Look at you, what you’re doing – you hoard entire planets in readiness for the day when you can dismantle them and fabricate something in their place. What? What can possibly need building on such a scale?
— Hamilton, Peter F. (2011-10-07). Manhattan in Reverse (Kindle Locations 1319-1320). Macmillan Publishers UK. Kindle Edition.
I like a very grand scale. Peter Hamilton has been able to provide it in his other work I’ve read, ‘The Great North Road’. In this collection of short stories, he has done that again — but in a way where he introduces me to his other universes. And I liked them. There is a certain grandeur to anything spanning tens (and tens of thousands) of light years, and the author has certainly not held himself back in creating these possibilities.
Of the short stories in this collection, I was pleasantly surprised by nearly all of them. ‘Watching Trees Grow’ appealed to me mostly due to the lasting nature of what was a horrible crime – a murder committed in the early 19th century would take a few centuries to be solved. And yet, due to the near-infinite lifespans (well, infinite by the end of the short story at any least) the perpetrator could be brought to justice. And what perseverance to not give up in search of who the person could have been! I wonder if I had the same sort of tenacity if I had need of it. I hope I would.

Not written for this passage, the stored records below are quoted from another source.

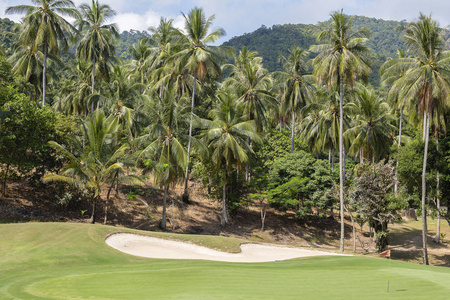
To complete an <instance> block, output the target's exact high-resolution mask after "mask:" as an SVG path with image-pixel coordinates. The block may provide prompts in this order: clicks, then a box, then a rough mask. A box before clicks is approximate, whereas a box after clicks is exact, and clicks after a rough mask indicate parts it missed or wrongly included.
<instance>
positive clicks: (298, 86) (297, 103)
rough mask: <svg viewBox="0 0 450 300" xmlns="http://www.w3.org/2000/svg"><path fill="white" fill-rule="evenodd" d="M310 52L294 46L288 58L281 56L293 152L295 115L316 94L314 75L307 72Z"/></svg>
mask: <svg viewBox="0 0 450 300" xmlns="http://www.w3.org/2000/svg"><path fill="white" fill-rule="evenodd" d="M308 56H309V52H308V51H306V50H304V49H302V48H300V47H298V46H294V47H292V49H291V50H289V56H288V58H285V57H284V56H281V57H280V60H281V61H283V62H284V72H281V74H282V75H283V79H284V92H283V96H284V101H283V102H282V103H283V105H284V111H288V110H289V111H290V112H291V115H292V128H291V130H292V133H291V140H292V141H291V144H292V145H291V153H292V152H294V135H295V130H294V129H295V115H297V114H298V113H299V110H300V109H301V108H302V107H305V106H306V104H307V103H308V102H309V101H311V99H312V98H313V96H314V86H313V82H314V80H313V77H312V76H311V75H309V74H308V73H307V71H308V66H307V60H308Z"/></svg>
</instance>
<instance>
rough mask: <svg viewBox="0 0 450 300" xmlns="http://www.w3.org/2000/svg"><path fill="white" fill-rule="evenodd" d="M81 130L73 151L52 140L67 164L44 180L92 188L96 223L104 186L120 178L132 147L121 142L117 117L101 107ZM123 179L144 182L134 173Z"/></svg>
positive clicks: (90, 117)
mask: <svg viewBox="0 0 450 300" xmlns="http://www.w3.org/2000/svg"><path fill="white" fill-rule="evenodd" d="M81 131H82V137H81V138H77V137H73V138H72V139H71V140H70V142H71V143H70V149H71V150H72V151H69V150H68V149H66V147H64V146H63V145H61V144H59V143H57V142H54V141H52V142H49V144H50V146H51V147H53V148H54V149H55V150H56V151H57V152H58V153H60V154H61V155H62V156H63V157H64V158H65V159H66V164H65V166H64V167H63V168H62V170H61V172H59V174H56V173H49V174H46V175H45V176H44V177H43V181H44V182H51V181H61V182H66V183H68V184H70V185H73V186H75V187H78V188H82V189H85V190H87V191H89V194H90V196H91V203H92V214H91V219H90V222H91V223H94V222H95V217H96V206H97V204H98V203H99V202H100V201H101V191H102V188H103V187H104V186H105V185H106V184H108V183H111V182H112V181H114V180H119V179H118V178H117V176H118V175H119V174H120V173H122V174H123V173H124V170H123V169H124V163H123V162H122V160H123V159H124V157H125V154H126V151H127V149H129V146H128V145H127V144H122V143H121V141H120V139H119V136H118V132H119V125H118V118H116V117H115V116H114V115H111V116H109V117H106V116H105V114H104V113H103V111H101V110H97V111H96V112H95V113H94V114H93V115H92V116H91V117H90V118H88V119H87V120H86V121H85V122H84V123H83V125H82V128H81ZM120 180H121V181H123V182H126V183H129V184H140V183H141V181H140V180H139V179H138V178H137V177H136V176H133V175H128V176H122V177H121V178H120Z"/></svg>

‘Footvote’ was appealing due to its critique of a government — and the thought that if there was a greener pasture, people would go move if it was easy and accessible. And I think that any person reading it can think of the events at the very end of the story as a measure of what anyone has to give up for whatever purposes. I do not want to give the ending away, but in a sense I would like to do that — it could create a debate worth having in my opinion. Read it, and see what you think. 😉
‘If At First’ and ‘The Forever Kitten’ are not that remarkable, but I have no real objections to them either. I do not recall them very well, although ‘If At First’ makes for an interesting morality question that would go along the lines of: is the ‘criminal’ here a criminal since he is improving the livelihoods of millions of people? Probably the answer is yes since he is doing that with the purpose of self-enrichment, but I know that not everyone would agree with me.

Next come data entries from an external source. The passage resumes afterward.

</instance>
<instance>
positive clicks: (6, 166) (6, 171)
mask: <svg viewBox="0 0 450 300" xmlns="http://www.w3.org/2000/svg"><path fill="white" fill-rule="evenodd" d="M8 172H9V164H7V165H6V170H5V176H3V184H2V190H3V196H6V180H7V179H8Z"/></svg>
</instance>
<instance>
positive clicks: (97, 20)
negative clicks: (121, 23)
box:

And ‘Blessed By An Angel’, ‘The Demon Trap’, and ‘Manhattan In Reverse’ are the ones which introduced me to Mr Hamilton’s Commonwealth. A galaxy-spanning entity of great power that has been able to secure peace in its lands and welfare for a number of the people (clearly not all of them), I would wish that we do not end up any worse (although I would not mind better!). Paula Myo is a detective whose other adventures I would like to read about (and I certainly will at some point), and I prefer the two stories which had her in it (the two latter ones).
Of their themes, ‘The Demon Trap’ might be the most interesting given it concerns the question of who is actually responsible for an action. It is difficult to describe, but a most interesting question once one actually sees what the problem is about. To make it succinct: if your consciousness was separated from your body at a time when your body committed a crime, are you guilty of the crime?
So, there we go. =)
Even now, fear is alien to her. This is the Commonwealth.
— Hamilton, Peter F. (2011-10-07). Manhattan in Reverse (Kindle Locations 2221-2222). Macmillan Publishers UK. Kindle Edition.